Speaking of which, this lineup includes Paul Bostaph, of Slayer fame. Having moved aside when Dave Lombardo returned to the fold, Bostaph has remained a gentleman and made the rounds back in the Bay Area scene. Soft spoken and generous, I had a chance to speak with him before the show. Bostaph says he stays in contact with the guys in Slayer. When it comes to Forbidden, another classic Bay Area thrash band he was in, though, I could see his eyes softening a bit. If possible, he said, he would love to play with them again, but logistics (families, tour schedules) remain an obstacle. Maybe, if the universe aligns in just the right way, we could see a Forbidden/Exodus show sometime...
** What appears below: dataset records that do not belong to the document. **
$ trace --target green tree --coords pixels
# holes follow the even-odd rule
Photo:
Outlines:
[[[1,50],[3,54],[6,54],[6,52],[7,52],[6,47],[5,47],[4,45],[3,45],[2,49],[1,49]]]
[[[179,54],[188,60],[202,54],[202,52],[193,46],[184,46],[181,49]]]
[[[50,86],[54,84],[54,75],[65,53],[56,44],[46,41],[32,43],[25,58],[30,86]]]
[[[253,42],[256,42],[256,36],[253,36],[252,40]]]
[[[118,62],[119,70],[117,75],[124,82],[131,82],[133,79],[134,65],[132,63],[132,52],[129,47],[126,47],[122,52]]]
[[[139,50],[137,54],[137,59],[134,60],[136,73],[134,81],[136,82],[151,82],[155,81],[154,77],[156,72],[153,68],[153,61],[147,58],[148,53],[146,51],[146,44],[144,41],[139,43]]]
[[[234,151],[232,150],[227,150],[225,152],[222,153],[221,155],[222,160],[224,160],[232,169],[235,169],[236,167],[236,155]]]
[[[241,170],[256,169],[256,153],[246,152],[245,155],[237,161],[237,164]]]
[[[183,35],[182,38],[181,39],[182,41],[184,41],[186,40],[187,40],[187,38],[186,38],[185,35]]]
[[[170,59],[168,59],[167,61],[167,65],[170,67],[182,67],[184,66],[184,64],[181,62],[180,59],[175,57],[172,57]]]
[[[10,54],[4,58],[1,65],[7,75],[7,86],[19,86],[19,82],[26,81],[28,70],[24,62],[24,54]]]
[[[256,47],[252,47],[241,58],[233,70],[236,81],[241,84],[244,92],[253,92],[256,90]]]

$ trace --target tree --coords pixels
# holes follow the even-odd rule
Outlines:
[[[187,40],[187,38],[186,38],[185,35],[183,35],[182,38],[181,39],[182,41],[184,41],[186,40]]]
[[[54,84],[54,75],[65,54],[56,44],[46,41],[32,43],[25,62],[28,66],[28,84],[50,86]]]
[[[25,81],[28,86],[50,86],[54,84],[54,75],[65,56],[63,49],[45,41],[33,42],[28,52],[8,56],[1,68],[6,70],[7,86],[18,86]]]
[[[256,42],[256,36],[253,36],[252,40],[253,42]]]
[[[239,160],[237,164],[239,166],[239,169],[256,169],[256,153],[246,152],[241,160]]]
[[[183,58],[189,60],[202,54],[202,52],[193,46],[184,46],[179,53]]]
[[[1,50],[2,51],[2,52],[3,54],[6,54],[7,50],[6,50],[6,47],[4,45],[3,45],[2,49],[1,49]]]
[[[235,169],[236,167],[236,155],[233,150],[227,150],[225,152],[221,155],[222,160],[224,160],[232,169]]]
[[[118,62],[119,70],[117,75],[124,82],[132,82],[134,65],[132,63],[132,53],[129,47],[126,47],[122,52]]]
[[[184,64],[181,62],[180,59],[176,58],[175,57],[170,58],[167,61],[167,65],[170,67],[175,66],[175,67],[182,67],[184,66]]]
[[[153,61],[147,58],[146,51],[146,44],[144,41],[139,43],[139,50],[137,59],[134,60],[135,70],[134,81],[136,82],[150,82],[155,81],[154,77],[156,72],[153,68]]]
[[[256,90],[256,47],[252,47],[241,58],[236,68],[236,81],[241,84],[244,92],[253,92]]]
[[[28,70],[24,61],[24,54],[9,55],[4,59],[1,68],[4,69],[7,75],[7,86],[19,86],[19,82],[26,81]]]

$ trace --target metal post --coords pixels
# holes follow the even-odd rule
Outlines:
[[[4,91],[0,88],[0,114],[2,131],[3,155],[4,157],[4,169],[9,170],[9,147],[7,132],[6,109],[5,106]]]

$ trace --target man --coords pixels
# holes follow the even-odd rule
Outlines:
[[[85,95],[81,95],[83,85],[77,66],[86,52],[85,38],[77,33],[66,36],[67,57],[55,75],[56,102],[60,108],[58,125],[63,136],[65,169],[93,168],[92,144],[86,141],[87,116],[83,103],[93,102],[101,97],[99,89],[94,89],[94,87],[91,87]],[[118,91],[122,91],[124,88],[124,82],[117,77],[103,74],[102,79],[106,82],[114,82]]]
In the meantime, we have bands like Hatebreed to carry the torch for a new generation. Few bands enjoy the same devotion as Hatebreed does from their fans. Perhaps it’s the uplifting lyrics that carry the downtrodden. The personal touch — you can find these guys (even now) at their merch booth talking to kids, eyes fixed on theirs as they listen to their struggles as if their own. To be called a band of the people is one thing; to actually live it is another (I’m thinking KISS here as the only other example). I think all of that is encapsulated in their honest approach to kids.
With frontman Jamey Jasta’s latest struggles, he could have been forgiven for sinking into a hole and recycling their well-polished sound. It would have been easy — a Hatebreed breakdown or riff is instantly recognizable by now. Instead, Jasta pushes through his emotions, his sadness, and lays it all bare for the kids on their latest (although not greatest) Supremacy. There are great moments like “Destroy Everything” and “To The Threshold” that translated well Wednesday night. It wasn’t packed like the last time they played Club Zoo, but well attended for a school night. “To The Threshold” was well received, probably due to its rotation on MTV2’s Headbanger’s Ball (also hosted by Jasta); but sadly, “Destroy Everything,” my favorite tune, fell a little flat. Ending the night with “I Will Be Heard,” a wave of hardcore, death, grind, and thrash metal fans left the club, spirits refreshed. Is there any other reason for seeing a show?